Under the updated framework, companies in FTZs can now sell up to 25% of their output in the domestic Nigerian market without losing their tax benefits. A three-year transition period has also been established to help affected firms adapt to the changes.

Another significant reform is the introduction of a 15% minimum Effective Tax Rate (ETR) for large companies. The FIRS explains that this policy aligns Nigeria with global tax standards endorsed by over 140 countries under the OECD/G20 framework. This measure is designed to prevent Nigeria from losing vital revenue through a system known as the Top-Up Tax, which allows other countries to claim tax revenue if the host nation's rate is below the global minimum threshold.

Importers Decry Levy as a "Back Door" Charge

Despite the government's explanations, the announcement has been met with criticism from traders and importers.
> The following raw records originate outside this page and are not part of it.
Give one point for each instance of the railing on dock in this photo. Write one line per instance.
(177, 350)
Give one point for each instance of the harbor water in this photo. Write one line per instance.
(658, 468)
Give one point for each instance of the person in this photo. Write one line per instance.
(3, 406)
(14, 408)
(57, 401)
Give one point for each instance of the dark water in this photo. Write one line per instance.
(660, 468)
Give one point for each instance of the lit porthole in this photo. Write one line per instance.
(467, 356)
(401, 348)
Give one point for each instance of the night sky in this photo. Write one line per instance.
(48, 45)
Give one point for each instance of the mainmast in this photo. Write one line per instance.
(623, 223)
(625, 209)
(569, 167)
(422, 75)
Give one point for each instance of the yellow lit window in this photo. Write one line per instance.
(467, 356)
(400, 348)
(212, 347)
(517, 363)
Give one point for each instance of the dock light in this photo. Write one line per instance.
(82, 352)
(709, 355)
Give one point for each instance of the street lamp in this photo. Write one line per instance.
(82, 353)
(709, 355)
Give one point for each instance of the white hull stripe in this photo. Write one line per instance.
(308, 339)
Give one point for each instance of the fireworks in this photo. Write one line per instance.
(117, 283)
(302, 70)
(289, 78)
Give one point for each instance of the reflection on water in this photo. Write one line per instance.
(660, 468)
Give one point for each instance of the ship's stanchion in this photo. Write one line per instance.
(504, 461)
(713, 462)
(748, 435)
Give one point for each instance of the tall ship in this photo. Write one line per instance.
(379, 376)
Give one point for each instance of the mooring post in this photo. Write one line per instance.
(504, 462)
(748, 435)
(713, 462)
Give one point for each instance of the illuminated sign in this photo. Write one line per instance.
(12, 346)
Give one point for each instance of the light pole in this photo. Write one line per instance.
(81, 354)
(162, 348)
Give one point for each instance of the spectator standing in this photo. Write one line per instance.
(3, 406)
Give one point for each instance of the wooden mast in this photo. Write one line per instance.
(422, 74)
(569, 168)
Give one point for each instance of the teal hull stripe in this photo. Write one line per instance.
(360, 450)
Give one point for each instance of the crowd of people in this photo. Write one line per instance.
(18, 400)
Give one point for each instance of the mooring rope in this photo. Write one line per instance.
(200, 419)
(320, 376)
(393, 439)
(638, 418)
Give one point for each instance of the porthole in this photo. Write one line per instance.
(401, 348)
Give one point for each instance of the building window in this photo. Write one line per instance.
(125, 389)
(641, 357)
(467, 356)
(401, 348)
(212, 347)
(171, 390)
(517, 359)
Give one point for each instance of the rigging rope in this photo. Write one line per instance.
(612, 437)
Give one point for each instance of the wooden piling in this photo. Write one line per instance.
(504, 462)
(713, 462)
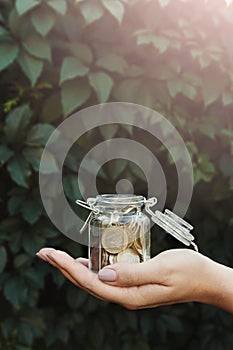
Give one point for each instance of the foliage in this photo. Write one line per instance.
(57, 57)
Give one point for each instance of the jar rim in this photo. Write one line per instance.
(120, 199)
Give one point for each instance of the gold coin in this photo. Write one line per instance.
(138, 245)
(96, 258)
(115, 239)
(128, 255)
(112, 259)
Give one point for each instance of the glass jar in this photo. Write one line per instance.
(118, 231)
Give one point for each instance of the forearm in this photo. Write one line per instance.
(218, 286)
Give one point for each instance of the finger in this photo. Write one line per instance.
(83, 261)
(126, 274)
(89, 280)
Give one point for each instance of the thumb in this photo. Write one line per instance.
(126, 274)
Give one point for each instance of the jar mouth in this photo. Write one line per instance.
(120, 199)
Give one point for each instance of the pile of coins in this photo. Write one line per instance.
(120, 242)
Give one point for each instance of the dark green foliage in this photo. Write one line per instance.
(57, 57)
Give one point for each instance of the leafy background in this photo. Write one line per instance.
(57, 57)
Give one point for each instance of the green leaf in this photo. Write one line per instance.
(31, 66)
(14, 204)
(174, 87)
(116, 8)
(52, 108)
(7, 326)
(74, 95)
(82, 52)
(19, 171)
(189, 91)
(208, 129)
(21, 260)
(58, 5)
(17, 122)
(5, 154)
(24, 6)
(26, 335)
(70, 184)
(102, 83)
(42, 20)
(49, 165)
(31, 210)
(3, 258)
(33, 156)
(8, 53)
(127, 90)
(37, 46)
(91, 11)
(159, 42)
(15, 291)
(113, 63)
(39, 134)
(72, 68)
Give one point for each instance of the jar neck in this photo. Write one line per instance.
(120, 204)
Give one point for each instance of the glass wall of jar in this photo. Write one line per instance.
(118, 231)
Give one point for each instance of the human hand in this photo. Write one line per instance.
(173, 276)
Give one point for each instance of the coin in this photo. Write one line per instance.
(115, 239)
(129, 255)
(112, 259)
(138, 245)
(99, 258)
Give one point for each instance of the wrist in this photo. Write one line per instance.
(217, 285)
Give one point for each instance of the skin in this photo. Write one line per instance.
(173, 276)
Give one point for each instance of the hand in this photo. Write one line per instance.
(173, 276)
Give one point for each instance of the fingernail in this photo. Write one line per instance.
(107, 275)
(41, 257)
(49, 256)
Many view the levy as a reintroduction of the recently suspended Free-on-Board (FOB) charge through a different channel.

John Okechukwu, an importer, expressed frustration, stating, "I thought this government wanted to harmonise taxation and eliminate multiple taxes. This new levy is a huge burden on importers and Nigerians." Another importer, Harrison Ibeh, echoed this sentiment, remarking, "When you defeat the government in one argument, they go through another channel to introduce the same thing you rejected. The Development Levy will affect Nigerians and importers."
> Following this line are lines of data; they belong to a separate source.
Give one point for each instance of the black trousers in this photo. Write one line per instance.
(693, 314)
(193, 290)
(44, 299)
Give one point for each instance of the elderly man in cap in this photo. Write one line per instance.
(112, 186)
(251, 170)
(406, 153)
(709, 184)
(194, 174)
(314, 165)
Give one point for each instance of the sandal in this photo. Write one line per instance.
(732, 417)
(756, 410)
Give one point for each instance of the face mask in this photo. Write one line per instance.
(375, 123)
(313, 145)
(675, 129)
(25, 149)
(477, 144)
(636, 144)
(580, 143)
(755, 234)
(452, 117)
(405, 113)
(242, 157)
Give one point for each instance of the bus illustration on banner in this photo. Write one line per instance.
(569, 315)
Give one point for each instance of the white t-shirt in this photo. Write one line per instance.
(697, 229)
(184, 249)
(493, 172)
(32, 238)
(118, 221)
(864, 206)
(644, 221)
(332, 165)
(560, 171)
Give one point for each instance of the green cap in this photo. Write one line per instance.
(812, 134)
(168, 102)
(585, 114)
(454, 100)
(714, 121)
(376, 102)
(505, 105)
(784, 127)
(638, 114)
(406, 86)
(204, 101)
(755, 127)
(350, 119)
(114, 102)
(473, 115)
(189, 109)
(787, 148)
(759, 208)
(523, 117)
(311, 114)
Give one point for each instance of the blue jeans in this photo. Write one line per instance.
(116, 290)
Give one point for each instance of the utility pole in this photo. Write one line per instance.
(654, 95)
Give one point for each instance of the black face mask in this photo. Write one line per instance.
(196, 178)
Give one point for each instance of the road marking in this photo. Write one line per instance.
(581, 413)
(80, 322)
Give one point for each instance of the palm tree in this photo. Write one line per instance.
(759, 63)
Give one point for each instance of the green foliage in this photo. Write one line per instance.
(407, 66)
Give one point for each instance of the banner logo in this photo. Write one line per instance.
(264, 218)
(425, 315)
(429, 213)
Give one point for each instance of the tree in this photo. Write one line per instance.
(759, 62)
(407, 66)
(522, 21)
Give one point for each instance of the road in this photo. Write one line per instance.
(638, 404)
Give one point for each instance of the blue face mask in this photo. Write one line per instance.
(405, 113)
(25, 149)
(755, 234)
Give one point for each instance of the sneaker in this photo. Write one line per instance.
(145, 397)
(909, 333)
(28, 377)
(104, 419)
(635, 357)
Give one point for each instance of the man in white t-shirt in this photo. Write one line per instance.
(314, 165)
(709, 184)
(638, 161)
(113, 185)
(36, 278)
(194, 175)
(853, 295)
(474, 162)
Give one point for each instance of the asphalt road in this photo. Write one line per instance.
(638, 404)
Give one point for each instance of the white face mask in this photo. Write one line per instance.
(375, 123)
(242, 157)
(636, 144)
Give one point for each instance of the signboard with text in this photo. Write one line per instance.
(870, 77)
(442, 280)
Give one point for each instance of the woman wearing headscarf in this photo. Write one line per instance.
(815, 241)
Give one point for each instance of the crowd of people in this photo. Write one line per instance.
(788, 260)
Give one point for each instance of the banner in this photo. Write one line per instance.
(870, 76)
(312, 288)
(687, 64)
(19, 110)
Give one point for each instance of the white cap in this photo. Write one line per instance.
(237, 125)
Additional Clarifications on TINs and Capital Gains

In related updates, the Presidential Committee on Fiscal Policy and Tax Reforms, chaired by Taiwo Oyedele, has clarified that Tax Identification Numbers (TINs) are not mandatory for strictly personal bank accounts. A TIN is only required if an account is used for business transactions. Authorities plan to detect business activity through patterns linked to Bank Verification Numbers (BVNs).

Furthermore, capital gains taxation has been overhauled and renamed "chargeable gains." The new framework includes incentives like a reinvestment relief, which allows individuals who sell shares and reinvest the proceeds into another Nigerian company within the same year to avoid paying gains tax. This is seen as a potential boost for startup and private equity funding.

The overarching goal of these reforms, as stated by officials, is to build investor confidence, support industrial growth, and create a sustainable revenue base for national development, all while aiming to reduce bureaucratic hurdles for businesses operating in Nigeria.